Борьба старшины за закрепощение голоты растянулась ещё лет на двадцать. Только в период разделов захлебнувшейся во внутренних распрях Польши новоявленные помещики не упустили шанс. Старшина пригрозила императрице мятежом в пользу Польши. Угроза была более нежели серьёзна. Правобережная Украина, правда, освободилась из-под польского владычества лишь недавно, ещё прекрасно помнила все прелести тамошних каторжных обычаев и если бы восстала, то лишь в ответ на угрозу нового попадания под власть Варшавы. Зато левобережье, свободное уже более ста лет, успело овеять былую неволю сладкими легендами — обычным способом забыть неудобозабываемое. Да и в соседней с правобережьем Галичине вновь проснулась память о былом величии, когда под властью западного княжества побывал почти весь юг Руси. Так что мятежникам нашлось бы на кого опереться.
Империя, лишь недавно оправившаяся от грандиозного антикрепостнического мятежа под командованием Емельяна Пугачёва, явно не нуждалась в новых крепостных. Но в новых мятежах она нуждалась ещё менее. Императрице пришлось смириться. В 1783-м указ гетмана Разумовского был признан законом Российской империи. Уже свершившиеся закрепощения голоты оказались задним числом освящены авторитетом государства. И возникла твёрдая почва для закрепощения тех, кого ранее длинная рука старшины не достигла.
А главное, старшина получила благодатную возможность заявлять голоте: мы крепостим вас не своею волею, не в своих интересах, а волею и в интересах императрицы. Откуда было голоте, не видевшей иной раз даже окрестных деревень, знать, что это — клевета на главную их защитницу?

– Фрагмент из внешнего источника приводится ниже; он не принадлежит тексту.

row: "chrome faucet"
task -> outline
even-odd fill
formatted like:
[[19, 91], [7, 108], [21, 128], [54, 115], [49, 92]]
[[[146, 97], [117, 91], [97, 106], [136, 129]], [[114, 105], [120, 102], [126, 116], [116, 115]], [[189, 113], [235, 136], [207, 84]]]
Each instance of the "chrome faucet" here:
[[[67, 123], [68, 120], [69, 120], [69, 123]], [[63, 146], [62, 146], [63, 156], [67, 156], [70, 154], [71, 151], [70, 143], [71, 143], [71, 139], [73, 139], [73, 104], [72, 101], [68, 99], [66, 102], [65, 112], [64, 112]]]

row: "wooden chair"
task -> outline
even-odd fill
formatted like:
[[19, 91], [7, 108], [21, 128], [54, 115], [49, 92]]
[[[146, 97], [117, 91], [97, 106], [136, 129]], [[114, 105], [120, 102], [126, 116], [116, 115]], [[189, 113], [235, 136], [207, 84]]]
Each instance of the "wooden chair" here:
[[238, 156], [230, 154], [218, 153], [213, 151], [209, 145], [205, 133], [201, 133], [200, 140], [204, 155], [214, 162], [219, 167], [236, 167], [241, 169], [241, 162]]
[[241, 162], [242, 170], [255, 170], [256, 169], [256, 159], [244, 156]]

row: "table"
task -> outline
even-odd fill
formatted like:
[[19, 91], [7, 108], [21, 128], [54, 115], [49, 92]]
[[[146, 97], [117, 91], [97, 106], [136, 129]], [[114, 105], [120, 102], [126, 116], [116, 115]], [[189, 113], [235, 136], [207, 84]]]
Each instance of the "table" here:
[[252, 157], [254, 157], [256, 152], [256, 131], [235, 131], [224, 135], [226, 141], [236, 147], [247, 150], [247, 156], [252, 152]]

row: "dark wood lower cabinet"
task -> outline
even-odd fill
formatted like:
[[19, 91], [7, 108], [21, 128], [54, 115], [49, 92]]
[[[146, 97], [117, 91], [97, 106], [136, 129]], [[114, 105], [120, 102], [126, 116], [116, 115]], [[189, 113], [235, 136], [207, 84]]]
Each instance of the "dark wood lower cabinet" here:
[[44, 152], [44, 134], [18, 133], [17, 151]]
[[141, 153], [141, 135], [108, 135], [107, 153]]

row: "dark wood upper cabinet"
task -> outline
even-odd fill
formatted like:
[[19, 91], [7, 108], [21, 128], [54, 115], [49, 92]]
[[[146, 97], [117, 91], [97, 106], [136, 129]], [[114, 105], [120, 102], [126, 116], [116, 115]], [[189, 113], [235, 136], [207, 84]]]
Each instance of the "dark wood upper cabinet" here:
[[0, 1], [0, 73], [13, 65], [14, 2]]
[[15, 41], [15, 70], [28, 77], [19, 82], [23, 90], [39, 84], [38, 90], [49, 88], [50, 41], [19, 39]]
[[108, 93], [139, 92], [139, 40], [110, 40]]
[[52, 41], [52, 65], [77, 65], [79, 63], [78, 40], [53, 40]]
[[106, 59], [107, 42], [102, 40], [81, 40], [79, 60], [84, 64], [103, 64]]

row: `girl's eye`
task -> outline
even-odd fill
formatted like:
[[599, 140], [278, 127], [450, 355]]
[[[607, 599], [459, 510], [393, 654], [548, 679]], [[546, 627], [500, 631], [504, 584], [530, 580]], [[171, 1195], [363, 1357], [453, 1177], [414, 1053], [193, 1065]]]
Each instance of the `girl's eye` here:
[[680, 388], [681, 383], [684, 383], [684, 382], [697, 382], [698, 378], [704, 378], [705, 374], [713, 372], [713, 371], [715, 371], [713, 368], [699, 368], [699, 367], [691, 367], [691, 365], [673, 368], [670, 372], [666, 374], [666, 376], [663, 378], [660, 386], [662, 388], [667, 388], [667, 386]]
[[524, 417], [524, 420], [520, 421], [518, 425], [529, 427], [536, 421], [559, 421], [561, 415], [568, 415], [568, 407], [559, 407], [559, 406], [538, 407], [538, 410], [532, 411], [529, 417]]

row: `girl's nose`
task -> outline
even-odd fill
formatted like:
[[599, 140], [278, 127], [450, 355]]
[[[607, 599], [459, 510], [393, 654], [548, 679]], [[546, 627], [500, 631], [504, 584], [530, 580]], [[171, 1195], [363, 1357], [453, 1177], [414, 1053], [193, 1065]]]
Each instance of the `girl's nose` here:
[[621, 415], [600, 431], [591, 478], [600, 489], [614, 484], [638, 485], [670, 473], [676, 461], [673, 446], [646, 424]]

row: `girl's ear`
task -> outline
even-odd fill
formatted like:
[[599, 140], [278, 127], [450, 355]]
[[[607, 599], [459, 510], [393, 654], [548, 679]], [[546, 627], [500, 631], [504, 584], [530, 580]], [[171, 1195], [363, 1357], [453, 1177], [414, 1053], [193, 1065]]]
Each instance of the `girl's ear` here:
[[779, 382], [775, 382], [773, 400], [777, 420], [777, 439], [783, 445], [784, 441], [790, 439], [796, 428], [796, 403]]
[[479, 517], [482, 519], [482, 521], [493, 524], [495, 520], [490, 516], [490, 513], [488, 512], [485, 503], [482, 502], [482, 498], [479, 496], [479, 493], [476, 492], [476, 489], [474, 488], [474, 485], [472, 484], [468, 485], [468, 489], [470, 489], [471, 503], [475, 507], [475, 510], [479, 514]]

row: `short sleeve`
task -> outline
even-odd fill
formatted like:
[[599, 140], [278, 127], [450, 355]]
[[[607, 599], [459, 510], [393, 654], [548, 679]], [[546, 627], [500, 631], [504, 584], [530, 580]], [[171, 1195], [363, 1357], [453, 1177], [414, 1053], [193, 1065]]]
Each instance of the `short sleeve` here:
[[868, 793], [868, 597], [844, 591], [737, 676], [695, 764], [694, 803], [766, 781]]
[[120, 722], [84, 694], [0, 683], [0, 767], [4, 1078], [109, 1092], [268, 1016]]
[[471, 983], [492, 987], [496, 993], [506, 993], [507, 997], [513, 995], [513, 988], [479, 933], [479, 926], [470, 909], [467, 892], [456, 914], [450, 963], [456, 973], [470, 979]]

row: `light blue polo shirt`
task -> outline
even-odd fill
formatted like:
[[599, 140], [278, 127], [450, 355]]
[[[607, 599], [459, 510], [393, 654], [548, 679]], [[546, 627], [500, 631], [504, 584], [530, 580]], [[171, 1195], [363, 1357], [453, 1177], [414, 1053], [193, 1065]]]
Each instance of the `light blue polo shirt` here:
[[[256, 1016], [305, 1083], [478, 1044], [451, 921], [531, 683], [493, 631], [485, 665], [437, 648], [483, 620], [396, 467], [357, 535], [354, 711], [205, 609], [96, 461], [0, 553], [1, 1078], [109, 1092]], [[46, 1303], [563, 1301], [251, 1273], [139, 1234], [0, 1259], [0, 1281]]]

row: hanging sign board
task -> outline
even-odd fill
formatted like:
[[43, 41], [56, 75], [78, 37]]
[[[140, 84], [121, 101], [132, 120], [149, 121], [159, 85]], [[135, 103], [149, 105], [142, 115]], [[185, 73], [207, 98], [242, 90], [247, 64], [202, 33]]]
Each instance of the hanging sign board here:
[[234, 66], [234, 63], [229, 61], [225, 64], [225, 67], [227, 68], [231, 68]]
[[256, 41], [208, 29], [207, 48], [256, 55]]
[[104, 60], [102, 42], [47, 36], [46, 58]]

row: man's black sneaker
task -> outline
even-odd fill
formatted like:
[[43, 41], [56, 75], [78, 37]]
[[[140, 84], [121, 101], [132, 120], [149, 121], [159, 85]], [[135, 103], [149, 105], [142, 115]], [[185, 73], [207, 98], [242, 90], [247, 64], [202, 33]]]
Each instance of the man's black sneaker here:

А раз уж нынешние властители эту клевету повторяют — значит, они наследники старшины. К нам относятся как к голоте. И вновь хотят нас закрепостить.
Разгон Запорожской Сечи в 1775-м традиционно признаётся деянием неблаговидным. И даже преступным. А чтобы раскрыть преступление, желательно понять его мотив.
Ненависть к Украине? Мы, кажется, уже выяснили, что у Екатерины ей взяться было неоткуда. Если, конечно, не считать врагом Украины любого ненациста.
Традиционная историография считает разгон Сечи актом укрепления крепостного права после разгрома пугачёвского восстания. Тоже не очень правдоподобно.
Крепостного права тогда на Украине не было.
И вообще в тогдашней России было десятка полтора казачьих войск. И больше ни одно разгону не подвергалось. За что же для Сечи сделано исключение?
Более того, Центром и основой восстания Пугачёва было Яицкое казачье войско. Вот уж кого, казалось бы, следовало для укрепления крепостного права разгонять. Но с войском этим не сотворили ничего злокозненного. Только переименовали реку Яик (а вместе с нею соответственно и горы, и казачье войско) в Урал — для искоренения памяти о мятеже. Но казаков, за исключением непосредственных руководителей мятежа, не тронули.
Чего же ради громить и разгонять другое войско, никак с мятежом не связанное?
А того ради, что никто Сечь не громил и не разгонял.
Казаки по своей роли в государстве — иррегулярные пограничные войска. Существование таких войск в регионе, подверженном набегам воинственных соседей (кочевых казахов на Урале, турок и татар на Украине), совершенно необходимо. Поэтому уральские казаки могли себе позволить бунт. Как и волжские в эпоху набегов из Персии — вспомните бунт Стеньки Разина!
Но при Екатерине южная граница России передвинулась от днепровских порогов к черноморским берегам. Правда, в 1775-м само побережье оставалось турецким — окончательная очистка заняла ещё двадцать лет. Но набеги татар, плотно запертых в Крыму, прекратились. Да и турки, хотя и владели множеством прибрежных крепостей, от крохотного Хаджибея до грозного Измаила, выходить за их пределы без крайней нужды уже не рисковали.